年金国庫負担:「交付国債」を検討 負担36.5%に下げ

2011年12月18日 11時52分

 12年度予算編成の焦点である基礎年金の国庫負担について、政府が現行の2分の1の負担率を36.5%に引き下げた上で、差額の2兆6000億円を「交付国債」で賄う検討に入ったことがわかった。交付国債は、交付を受けた機関が必要な場合に現金に換金する仕組みで、発行時点では国の新規国債発行額に計上されない。このため、財政健全化目標である「国債44兆円枠」は維持できる見通し。

 交付国債の償還財源には、将来の消費増税による増収分を充てる。財政規律を維持する姿勢を示しながら、年金財政を実質的に国庫で支援するという、異例の手法を検討する。

 週明けにも安住淳財務相と小宮山洋子厚生労働相らが協議する。交付国債で賄う場合、2兆6000億円は歳出に計上されないため、12年度の一般会計総額は約90兆円となり6年ぶりに当初予算が前年度を下回ることになる。

 基礎年金を巡っては、政府・与党は2分の1負担維持に必要な財源2.6兆円を、将来の消費増税で償還する「つなぎ国債」を発行して賄う方針を固めていた。だが、24日に予定している12年度予算案の決定までに、政府が消費増税法案提出を閣議決定することは望めない。
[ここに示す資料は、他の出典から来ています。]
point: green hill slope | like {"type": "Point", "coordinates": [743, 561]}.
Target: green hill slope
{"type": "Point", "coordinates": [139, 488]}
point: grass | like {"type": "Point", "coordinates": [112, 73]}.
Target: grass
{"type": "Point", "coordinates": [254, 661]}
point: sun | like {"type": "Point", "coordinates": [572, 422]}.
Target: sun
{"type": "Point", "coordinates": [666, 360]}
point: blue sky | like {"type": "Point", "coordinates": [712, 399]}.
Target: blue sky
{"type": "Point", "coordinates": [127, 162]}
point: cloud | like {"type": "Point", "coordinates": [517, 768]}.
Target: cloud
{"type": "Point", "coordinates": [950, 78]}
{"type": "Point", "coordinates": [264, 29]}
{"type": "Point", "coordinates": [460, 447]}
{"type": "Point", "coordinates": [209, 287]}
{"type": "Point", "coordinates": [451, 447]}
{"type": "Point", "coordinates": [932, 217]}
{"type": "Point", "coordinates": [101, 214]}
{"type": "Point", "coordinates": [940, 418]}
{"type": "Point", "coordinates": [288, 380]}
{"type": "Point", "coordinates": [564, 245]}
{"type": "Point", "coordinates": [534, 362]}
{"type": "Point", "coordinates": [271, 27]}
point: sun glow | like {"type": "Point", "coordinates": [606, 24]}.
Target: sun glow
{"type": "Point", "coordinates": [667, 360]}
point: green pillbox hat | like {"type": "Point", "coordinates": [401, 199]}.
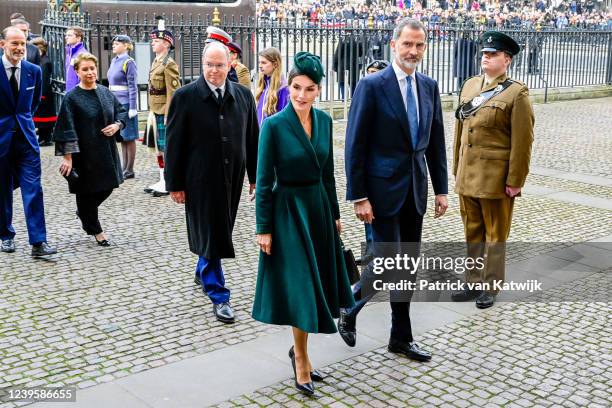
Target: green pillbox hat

 財源の裏付けの無い国債発行は好ましくないため、財務省は国庫負担率を予算案段階で36.5%に引き下げ、消費増税法案が成立するまでの間は年金特会の積立金を取り崩す「2段階方式」を主張。一方、厚労省は「積立金を取り崩せば年金財政への信頼が損なわれる」として、あくまで国債発行によって差額を穴埋めするよう求めていた。
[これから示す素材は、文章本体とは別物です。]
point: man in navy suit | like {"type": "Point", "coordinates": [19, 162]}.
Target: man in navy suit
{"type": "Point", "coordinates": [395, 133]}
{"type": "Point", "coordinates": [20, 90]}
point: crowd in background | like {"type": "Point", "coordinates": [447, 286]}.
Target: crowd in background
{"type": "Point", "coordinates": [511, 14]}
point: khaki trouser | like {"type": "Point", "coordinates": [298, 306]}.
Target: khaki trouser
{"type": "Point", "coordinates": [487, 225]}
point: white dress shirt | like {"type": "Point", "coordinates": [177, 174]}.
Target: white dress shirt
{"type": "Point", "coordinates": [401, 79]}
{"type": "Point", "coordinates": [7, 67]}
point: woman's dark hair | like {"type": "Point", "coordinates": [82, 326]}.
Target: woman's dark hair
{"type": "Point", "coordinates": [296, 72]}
 交付国債を活用すれば、厚労省は年金財政を悪化させずに済む一方で、財務省は国債発行額を抑制することができる。このため妥協案として浮上した模様だが、市場から「見かけ上の国債発行額を減らす粉飾行為」との批判を浴びる恐れもあり、政府は、交付国債の換金は消費増税法案の成立を条件とすることも検討している。